By now you know Skinned took the Caine Prize for writing, as the Nigerian author was announced as the winner at a ceremony held on Monday night in London, in which her story was described as a “a bold and unsettling tale of bodily autonomy and womanhood, and the fault lines along which solidarities are formed and broken.”

So what is the story all about?

Synopsis

Skinned revolves around Ejem, a lady trying to make her way around a world of have and have-nots, the covered, and the uncovered.

In her society, at around the time a girl gets into puberty, she gets uncovered. This means literally undressing her, and she will walk around stark naked until a man claims her as his wife. In this world, girls get their clothing from their fathers or from their husbands. It is a grave offense to buy your own clothes as a girl.

Ejem and her ilk have to endure the jeers and leers of men who are always clothed. And it’s hard to keep covered women as friends because their husbands could pop in any time.

While it is the law to remain naked, it is hard to remain employed in mainstream jobs when such workplaces are unwelcoming to such naked women, especially those who are advancing in years.

Most uncovered women are, ironically, said to be working in textile factories.
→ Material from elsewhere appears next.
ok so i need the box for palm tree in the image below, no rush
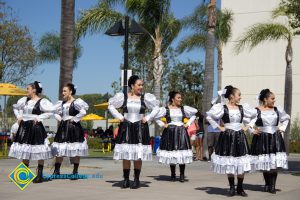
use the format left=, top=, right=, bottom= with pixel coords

As the story unfolds, it emerges that these are problems only facing poor, uncovered girls; the parents of rich girls can clothe their daughters in “father-clothes” until they have “wife-clothes”.

Or, as one character puts it, “When you have as much money as I do, you exist above every law.”

The Osu

While the plight of these uncovered women is plain to see, there’s an even greater suffering.

There are people of the osu caste.

We need to get back to the real world for context here.

Among the Igbo of eastern Nigeria, there are two castes; the Nwadiala and the Osu. The former are the freeborn and masters, the latter outcasts if not slaves. If there were human sacrifices to be made, the Osu were used. For instance, two osus would be buried alongside a chief in ancient Igboland to serve him in the next life. During times of pestilence, animals or osus would be tied at the town’s gate to ward of pestilence. Often too, the osu were dedicated to the many deities the Igbo believed in. They and their descendants for all times belonged to the deity/shrine.  

Chinua Achebe wrote of it in No Longer at Ease, there have been attempts over the past many years to eradicate the caste system, but it clearly is a lingering issue in today’s eastern Nigeria.

Just last month, a governor was making yet another appeal to eradicate the caste system.  

Much like the real world osu, the osu in Skinned suffer silently; they are the ones relegated to the menial chores, they aren’t allowed to interact with others. They are neither meant to be seen, nor heard.